En las fotografías de satélites, sus tierras aparecen como islas verdes rodeadas de bosques arrasados. Al menos 24 de sus comunidades han optado por el autoaislamiento para protegerse de la epidemia. Los yawanawá, del estado brasileño de Acre, han cerrado los puertos fluviales del río Gregorio por una cuestión de supervivencia. Marta Azevedo, profesora de la Universidad de Campinas, estima que cada invasor que ingresa en un territorio indígena puede generar unos 1.600 contagios en 30 días, por lo que cree que 13 de ellos tienen una vulnerabilidad crítica y otros 85, severa. Según el Instituto Brasileiro de Geografia e Estatística, solo el 11% de los hogares del estado de Amazonas tienen sistemas de alcantarillado.

Otro estudio de la Universidad de São Paulo calcula que hacia el 3 de mayo el número de infectados en Brasil superaba los 1,6 millones, más que EEUU, con lo que sería el nuevo epicentro mundial de la pandemia. El país solo ha realizado 1.600 pruebas de diagnóstico por millón de habitantes, frente a los 20.200 de EEUU o los 30.000 de algunos países europeos.

 

El caso de los Yanomami

Desde el fin de su aislamiento, en los años cuarenta del siglo pasado, los yanomamis, que viven a lo largo de la frontera entre Brasil y Venezuela, han vivido sucesivas epidemias. En los años setenta, la carretera transamazónica abrió sus hábitats a los garimpeiros (mineros ilegales de oro), que les llevaron la malaria: el xawarari, “demonio caníbal” en su lengua. Hoy los alrededor de 20.000 garimpeiros que viven en la zona, y que probablemente introdujeron el coronavirus, son casi tan numerosos como los propios yanomami.

Alvaney Xirixana, un joven de 15 años de la comunidad de helepe en la cuenca del río Uraricoera (Roraima), anémico después de episodios sucesivos de malaria, comenzó a mostrar los síntomas del coronavirus a mediados de marzo. Cuando finalmente se le realizó una prueba, el 3 de abril, ya era demasiado tarde. Murió seis días después tras infectar a varios miembros de su comunidad y al personal sanitario que le atendió.

 

El caso peruano

Loreto, la mayor región amazónica peruana, está siendo también la más golpeada por el coronavirus después de Lima, con más de 1.500 casos positivos y unos 50 fallecidos. Según Alicia Abanto, de la Defensoría del Pueblo, en el país andino “la pobreza y pobreza extrema tienen nombre y apellido indígenas”.

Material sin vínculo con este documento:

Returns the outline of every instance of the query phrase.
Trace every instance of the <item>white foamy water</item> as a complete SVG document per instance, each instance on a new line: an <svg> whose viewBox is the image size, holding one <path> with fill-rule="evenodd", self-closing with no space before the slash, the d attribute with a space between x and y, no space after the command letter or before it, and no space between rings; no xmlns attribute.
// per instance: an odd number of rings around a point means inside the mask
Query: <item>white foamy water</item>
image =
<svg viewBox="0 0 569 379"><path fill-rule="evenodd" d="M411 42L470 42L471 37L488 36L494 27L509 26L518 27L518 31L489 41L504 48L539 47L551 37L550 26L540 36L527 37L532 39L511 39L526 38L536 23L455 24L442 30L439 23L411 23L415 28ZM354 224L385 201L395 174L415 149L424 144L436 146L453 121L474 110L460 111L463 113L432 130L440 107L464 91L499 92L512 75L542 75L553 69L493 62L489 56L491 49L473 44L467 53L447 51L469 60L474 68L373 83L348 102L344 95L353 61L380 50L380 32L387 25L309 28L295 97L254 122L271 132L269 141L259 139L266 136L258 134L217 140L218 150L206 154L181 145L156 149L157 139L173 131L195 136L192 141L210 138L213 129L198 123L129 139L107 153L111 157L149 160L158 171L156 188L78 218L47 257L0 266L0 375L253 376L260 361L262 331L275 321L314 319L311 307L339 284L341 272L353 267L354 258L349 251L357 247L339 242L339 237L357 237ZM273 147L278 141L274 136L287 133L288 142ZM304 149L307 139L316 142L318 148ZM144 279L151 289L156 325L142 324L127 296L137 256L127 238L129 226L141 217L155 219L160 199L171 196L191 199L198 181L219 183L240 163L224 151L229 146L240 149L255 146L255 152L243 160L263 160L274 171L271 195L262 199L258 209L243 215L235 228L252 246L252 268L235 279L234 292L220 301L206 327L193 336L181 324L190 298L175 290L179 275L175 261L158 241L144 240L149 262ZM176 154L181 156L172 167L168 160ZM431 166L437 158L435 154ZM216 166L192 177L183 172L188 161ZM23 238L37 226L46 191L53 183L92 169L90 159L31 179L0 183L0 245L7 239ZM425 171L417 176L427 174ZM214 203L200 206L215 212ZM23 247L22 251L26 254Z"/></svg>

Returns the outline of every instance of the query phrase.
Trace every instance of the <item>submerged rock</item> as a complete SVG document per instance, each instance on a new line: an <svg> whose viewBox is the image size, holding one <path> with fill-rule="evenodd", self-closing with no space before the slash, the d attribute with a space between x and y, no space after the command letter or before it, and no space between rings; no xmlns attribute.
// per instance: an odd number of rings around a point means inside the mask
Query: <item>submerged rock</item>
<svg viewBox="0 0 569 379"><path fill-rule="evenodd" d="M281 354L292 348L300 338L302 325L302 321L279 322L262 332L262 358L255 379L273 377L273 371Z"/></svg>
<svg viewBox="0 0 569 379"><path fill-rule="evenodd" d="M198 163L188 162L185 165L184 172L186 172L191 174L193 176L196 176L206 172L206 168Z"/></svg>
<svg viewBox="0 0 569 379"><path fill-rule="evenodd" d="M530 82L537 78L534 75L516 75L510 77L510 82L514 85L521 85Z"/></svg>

Ya se han registrado casos positivos entre los awajún y wampís de Amazonas, los matsés de Loreto y los isconahua, sharanahua, shipibo-konibo y asháninkas de Ucayali, que ya cargaban con los continuos derrames de petróleo en sus ríos. Según el Instituto del Bien Común, entre las 2.166 comunidades nativas distribuidas en 11 regiones peruanas al menos en 400 ya se han registrado focos infecciosos.